The manufacturer explained that good manufacturing practice that complies with regulatory standards has ‘shifted’ from addressing to preventing any physical hazards before they enter the supply chain.

Utilising x-ray technology, the Iris Pipeline inspection system identifies a variety of physical hazards including bones, teeth, metal, glass, ceramics, and high-density plastic in muscle meats, slurries, semi solids, and fluids.

Sparc said the high resolution of the 0.4mm X-ray sensor allows it to detect foreign materials with sensitivity levels that ‘outperform any current technology’.

Any product shown to contain contaminant on the display screen is immediately rejected from the system before it is transferred downstream.

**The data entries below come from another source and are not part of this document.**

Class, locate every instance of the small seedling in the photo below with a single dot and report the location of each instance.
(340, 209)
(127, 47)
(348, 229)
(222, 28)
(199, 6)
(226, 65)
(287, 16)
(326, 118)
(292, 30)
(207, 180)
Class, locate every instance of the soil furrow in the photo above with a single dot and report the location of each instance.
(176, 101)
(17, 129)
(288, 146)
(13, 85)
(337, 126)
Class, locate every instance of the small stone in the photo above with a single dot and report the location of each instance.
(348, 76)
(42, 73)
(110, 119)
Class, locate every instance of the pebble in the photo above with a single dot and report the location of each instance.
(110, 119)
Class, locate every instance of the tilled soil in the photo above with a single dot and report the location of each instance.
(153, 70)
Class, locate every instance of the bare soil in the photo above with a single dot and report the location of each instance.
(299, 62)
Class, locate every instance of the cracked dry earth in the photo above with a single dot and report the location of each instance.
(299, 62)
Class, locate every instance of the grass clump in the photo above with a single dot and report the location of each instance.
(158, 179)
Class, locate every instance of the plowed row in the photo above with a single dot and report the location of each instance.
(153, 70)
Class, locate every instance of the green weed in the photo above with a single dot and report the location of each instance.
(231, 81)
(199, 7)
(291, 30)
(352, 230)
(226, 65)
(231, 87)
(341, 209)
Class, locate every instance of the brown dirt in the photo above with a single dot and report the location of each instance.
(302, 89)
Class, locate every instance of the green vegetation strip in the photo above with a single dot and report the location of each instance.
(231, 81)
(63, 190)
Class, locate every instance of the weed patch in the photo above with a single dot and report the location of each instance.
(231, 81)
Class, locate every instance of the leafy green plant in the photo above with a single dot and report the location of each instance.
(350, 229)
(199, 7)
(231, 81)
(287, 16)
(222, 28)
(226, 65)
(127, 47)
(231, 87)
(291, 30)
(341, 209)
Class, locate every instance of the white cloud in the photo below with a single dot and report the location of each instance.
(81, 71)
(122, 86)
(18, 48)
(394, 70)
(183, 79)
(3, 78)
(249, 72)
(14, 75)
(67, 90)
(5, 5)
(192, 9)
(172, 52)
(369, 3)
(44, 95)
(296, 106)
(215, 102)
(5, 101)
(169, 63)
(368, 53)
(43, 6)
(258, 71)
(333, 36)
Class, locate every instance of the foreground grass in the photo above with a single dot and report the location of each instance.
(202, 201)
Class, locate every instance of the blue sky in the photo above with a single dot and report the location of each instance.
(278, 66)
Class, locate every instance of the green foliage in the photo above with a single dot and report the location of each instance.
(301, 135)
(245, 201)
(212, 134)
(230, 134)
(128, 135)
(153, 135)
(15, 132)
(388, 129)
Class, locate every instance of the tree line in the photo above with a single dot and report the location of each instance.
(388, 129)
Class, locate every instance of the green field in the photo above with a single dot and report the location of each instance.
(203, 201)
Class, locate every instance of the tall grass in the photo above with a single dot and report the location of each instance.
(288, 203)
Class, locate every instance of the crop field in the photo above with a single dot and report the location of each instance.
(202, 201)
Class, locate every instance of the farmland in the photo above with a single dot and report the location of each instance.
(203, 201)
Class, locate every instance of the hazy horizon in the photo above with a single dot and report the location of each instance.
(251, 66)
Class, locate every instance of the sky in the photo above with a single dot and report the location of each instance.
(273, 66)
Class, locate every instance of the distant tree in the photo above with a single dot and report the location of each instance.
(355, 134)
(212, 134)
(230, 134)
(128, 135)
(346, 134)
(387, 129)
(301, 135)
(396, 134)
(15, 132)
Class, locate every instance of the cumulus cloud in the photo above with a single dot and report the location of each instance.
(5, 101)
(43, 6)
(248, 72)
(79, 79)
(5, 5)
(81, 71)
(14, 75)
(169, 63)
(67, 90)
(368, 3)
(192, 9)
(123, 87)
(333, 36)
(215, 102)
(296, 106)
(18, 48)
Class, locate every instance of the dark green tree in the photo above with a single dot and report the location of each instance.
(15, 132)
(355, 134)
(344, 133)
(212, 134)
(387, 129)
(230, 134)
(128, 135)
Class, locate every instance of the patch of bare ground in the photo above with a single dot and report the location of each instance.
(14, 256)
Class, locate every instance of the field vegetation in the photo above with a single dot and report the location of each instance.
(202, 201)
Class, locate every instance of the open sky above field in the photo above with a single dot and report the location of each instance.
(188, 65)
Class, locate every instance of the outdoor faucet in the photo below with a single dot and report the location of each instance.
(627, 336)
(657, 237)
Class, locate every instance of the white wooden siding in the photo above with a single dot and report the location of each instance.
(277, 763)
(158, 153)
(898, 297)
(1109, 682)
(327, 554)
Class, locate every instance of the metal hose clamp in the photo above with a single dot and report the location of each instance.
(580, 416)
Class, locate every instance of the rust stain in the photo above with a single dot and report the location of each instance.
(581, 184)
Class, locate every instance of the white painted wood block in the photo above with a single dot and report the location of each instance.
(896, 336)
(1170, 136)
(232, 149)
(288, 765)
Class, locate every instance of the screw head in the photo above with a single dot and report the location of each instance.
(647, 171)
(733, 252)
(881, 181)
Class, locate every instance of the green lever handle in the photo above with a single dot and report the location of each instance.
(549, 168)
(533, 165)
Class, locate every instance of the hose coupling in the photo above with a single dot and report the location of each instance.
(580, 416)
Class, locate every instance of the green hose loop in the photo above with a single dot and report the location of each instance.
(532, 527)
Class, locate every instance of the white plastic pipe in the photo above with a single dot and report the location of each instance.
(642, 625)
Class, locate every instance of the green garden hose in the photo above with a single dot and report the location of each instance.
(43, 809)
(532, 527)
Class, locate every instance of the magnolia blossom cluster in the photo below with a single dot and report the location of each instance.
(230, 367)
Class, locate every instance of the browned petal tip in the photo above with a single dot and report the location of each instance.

A fully integrated, servo actuated rotary reject valve is described as providing ‘accurate and repeatable’ reject performance.

“This makes it fast and precise,”

said Sparc’s European sales manager Charlie Graham. “Even though the Iris x-ray matches the speed of the pump, only a small amount of contaminated product is ever rejected.”
The coronavirus pandemic has put firmly into focus the importance of maintaining the highest standards of hygiene.

Although there is currently no evidence that the virus can be transmitted via food, Sparc said transmission via surfaces recently contaminated with viruses is, nonetheless, possible through smear infections.

“Pipelines can be inherently difficult to sanitise,” Charlie added. “The Iris x-ray is completely different to anything else on the market as it has a magnetic centre piece which operatives can literally pull out, clean and reinsert.”

machine being cleaned
The magnetic centre piece can be removed for cleaning

The latest FDA advice confirms that cleaning routines on frequently touched surfaces, including workstations, countertops, doors and equipment, should be maintained. But no additional disinfection, or special cleaning agents, is necessary.

Charlie said the Iris is one of the only inspection pipeline systems he has encountered to-date with a three-way electric valve that allows test pieces to be inserted into the product flow to provide a true performance reading.

Sparc fits all of its x-ray systems with 6mm thick steel sheeting.

As well as helping manufacturers to comply with HACCP protocols and other food safety standards, a further benefit of the system is that it addresses the increasingly topical issue of food waste. By inspecting pumped product and rejecting contaminants prior to packaging and processing, Sparc explained the potential for wasted packaging materials and product loss caused by the removal of contaminants after packaging is eradicated.

Rather than using compressed air, the system features electric servo drives to facilitate faster inspection and accurate rejection, at the standard 200 ppm.

To aid set up times and ease of use across mixed product lines, the Iris can be integrated into an existing rigid or flexible piping system or placed behind a vacuum filling machine, and is available in three models: 1 ½, 2 ½ and 6 inch.

Sparc said average throughput for muscle meats, slurries, semi solids and fluids is up to 14,000 kg per hour for meat and poultry applications.